A Statistical Hypothesis Testing Framework for Data Misappropriation Detection in Large Language Models
Yinpeng Cai, Lexin Li, Linjun Zhang
TL;DR
This work formalizes data misappropriation detection in large language models as a hypothesis-testing problem augmented by watermarking. It develops a general minimax framework that links token outputs to secret-watermark keys, accommodating complete and partial inheritance, and derives optimal test statistics and rejection thresholds for two representative watermark schemes (Gumbel-max and red-green-list). The authors establish asymptotic optimality guarantees and demonstrate strong empirical performance through extensive simulations and a real-LM study, highlighting robustness to model differences and limited watermark data. A key practical takeaway is the impossibility of reliable detection without watermarking, underscoring the method's relevance for copyright and privacy protection in generative AI systems.
Abstract
Large Language Models (LLMs) are rapidly gaining enormous popularity in recent years.

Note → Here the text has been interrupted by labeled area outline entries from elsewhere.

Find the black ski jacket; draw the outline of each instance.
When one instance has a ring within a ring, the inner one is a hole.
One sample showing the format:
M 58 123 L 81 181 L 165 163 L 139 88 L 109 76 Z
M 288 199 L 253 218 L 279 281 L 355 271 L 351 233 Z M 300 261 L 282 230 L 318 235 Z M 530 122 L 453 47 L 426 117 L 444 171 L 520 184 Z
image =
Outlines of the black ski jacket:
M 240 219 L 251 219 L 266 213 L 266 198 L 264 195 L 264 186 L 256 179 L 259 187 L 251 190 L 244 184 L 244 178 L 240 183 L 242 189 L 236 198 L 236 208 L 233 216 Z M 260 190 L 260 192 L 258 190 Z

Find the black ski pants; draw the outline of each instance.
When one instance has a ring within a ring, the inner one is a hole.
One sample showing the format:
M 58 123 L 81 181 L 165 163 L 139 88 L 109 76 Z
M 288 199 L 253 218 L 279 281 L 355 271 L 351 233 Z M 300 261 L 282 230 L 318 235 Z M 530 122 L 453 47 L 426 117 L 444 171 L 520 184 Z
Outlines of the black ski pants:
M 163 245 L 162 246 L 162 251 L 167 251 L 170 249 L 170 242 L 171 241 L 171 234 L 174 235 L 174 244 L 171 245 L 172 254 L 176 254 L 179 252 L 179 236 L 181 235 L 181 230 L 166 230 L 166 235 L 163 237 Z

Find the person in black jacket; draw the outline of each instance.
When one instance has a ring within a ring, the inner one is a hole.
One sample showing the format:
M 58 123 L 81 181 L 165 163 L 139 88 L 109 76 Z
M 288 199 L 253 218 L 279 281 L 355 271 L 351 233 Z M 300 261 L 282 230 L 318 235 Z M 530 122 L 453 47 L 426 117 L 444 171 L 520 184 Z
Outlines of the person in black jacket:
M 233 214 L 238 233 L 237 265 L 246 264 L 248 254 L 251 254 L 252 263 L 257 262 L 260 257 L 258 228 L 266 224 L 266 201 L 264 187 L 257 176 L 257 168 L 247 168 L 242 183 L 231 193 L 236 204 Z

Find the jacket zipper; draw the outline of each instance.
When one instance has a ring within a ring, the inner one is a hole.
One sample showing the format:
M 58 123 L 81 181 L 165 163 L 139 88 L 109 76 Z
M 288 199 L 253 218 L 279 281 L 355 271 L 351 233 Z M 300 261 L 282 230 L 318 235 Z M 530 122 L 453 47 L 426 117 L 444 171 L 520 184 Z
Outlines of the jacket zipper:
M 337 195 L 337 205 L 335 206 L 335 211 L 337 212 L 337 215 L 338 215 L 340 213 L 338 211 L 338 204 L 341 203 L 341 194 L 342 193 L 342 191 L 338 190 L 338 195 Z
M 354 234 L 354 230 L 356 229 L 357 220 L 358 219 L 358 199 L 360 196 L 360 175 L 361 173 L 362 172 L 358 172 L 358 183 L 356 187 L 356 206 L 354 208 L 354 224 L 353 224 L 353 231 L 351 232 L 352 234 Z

However, the training of LLMs has raised significant privacy and legal concerns, particularly regarding the distillation and inclusion of copyrighted materials in their training data without proper attribution or licensing, an issue that falls under the broader concern of data misappropriation. In this article, we focus on a specific problem of data misappropriation detection, namely, to determine whether a given LLM has incorporated the data generated by another LLM. We propose embedding watermarks into the copyrighted training data and formulating the detection of data misappropriation as a hypothesis testing problem. We develop a general statistical testing framework, construct test statistics, determine optimal rejection thresholds, and explicitly control type I and type II errors. Furthermore, we establish the asymptotic optimality properties of the proposed tests, and demonstrate the empirical effectiveness through intensive numerical experiments.